Chapter 7 - Left Truncation and Interval Censoring

Slides

Lecture slides here. (To convert html to pdf, press E \(\to\) Print \(\to\) Destination: Save to pdf)

Chapter Summary

When subjects enter the study late (thus excluding earlier failures) or when event times are only known to lie in intervals, traditional survival analysis methods must be adapted. Left truncation biases sampling toward individuals who have “survived” long enough to enroll. Interval censoring arises when event times are only observed through periodic assessments, leading to coarser information about the exact time of occurrence. It is important to properly adjust the risk sets and/or likelihood functions to ensure valid inference.

Left truncation

Left truncation occurs if a subject is enrolled at a later time \(T_L\) than the starting point so those who fail prior to \(T_L\) are never observed. Common examples include:

  • Retrospective cohorts, where one must have survived long enough to be identified.
  • Hospital-based registries, where patients must be alive/available to visit a center.

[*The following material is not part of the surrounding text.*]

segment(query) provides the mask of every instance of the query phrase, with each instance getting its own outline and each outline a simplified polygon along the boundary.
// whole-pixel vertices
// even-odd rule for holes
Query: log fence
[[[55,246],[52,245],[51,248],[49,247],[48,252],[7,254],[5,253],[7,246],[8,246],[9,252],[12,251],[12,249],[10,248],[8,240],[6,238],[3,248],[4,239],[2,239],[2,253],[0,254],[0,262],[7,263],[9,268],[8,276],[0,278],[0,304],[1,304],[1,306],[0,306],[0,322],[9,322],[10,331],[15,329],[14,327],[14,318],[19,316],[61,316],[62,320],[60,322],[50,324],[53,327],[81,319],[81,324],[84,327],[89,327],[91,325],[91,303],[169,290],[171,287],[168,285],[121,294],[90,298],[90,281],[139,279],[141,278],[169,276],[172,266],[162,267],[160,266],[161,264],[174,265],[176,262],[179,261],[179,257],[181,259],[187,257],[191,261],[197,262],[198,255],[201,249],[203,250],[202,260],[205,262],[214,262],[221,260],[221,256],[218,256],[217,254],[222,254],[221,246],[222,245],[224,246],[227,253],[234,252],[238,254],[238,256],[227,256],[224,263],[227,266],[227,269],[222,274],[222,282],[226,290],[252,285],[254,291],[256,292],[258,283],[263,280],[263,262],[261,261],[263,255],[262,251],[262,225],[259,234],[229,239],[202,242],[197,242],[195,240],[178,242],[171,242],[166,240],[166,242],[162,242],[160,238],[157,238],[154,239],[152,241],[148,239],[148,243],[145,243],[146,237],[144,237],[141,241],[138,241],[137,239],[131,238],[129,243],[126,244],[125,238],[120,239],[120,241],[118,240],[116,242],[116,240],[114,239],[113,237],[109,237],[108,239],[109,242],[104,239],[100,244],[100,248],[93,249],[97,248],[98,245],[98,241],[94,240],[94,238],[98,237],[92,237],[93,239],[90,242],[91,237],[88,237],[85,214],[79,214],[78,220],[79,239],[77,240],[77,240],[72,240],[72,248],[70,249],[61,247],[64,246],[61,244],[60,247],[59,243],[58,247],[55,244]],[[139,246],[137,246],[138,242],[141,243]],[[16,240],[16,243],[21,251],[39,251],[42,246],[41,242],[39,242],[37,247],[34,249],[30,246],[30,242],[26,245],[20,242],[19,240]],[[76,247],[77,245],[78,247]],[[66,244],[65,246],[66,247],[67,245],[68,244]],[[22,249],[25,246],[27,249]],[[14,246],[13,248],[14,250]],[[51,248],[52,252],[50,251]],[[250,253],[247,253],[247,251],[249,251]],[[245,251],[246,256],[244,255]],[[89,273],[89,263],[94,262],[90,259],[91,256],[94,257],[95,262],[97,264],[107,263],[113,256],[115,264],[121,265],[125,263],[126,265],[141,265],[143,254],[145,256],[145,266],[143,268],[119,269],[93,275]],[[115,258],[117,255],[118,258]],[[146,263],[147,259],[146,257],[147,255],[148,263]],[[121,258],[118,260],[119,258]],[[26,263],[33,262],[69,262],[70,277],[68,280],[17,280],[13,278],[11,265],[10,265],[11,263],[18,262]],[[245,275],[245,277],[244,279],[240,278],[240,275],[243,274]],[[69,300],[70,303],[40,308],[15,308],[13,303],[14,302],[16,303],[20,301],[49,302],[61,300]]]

To correct for this bias, standard risk-set calculations in the Kaplan–Meier, log-rank test, or Cox model are modified: \[ n_j \;=\;\sum_{i=1}^{n} I\bigl(T_{Li} \;\le\; t_j \;\le\; X_i\bigr), \] so that a subject only “enters” the risk set at \(T_{Li}\). Likewise, the partial likelihood in the Cox model replaces \(I(X_j \ge t)\) with \(I(T_{Lj} \le t \le X_j)\) when constructing sums over at-risk individuals. Beyond these hazard-based methods, a more general approach employs a conditional likelihood factoring in \(T_i > T_{L,i}\):

\[ L_n(\theta) \;=\; \prod_{i=1}^{n} S\bigl(T_{Li}; \theta\bigr)^{-1}\, \lambda\bigl(X_i; \theta\bigr)^{\delta_i}\, S\bigl(X_i; \theta\bigr). \]

This reflects the fact that each subject is only observed if they survive beyond \(T_{Li}\).

Interval censoring

In interval-censored data, the exact failure time \(T\) is only known to lie in \((L_i, R_i]\). A straightforward likelihood for a parametric or semiparametric model with survival function \(S(t; \theta)\) is

\[ L_n(\theta) \;=\; \prod_{i=1}^{n} \Bigl\{ S\bigl(L_i;\theta\bigr) \;-\; S\bigl(R_i;\theta\bigr) \Bigr\}. \]

Each factor captures the probability that \(T_i\) falls strictly between \(L_i\) and \(R_i\). For purely nonparametric inference, one seeks the nonparametric MLE (NPMLE)—often computed via:

  • Turnbull’s EM algorithm, which treats each actual \(T_i\) as missing and iteratively updates estimates of its distribution.
  • Iterative convex minorant (ICM) methods that maximize the log-likelihood subject to a monotonicity constraint on the distribution function or baseline hazard.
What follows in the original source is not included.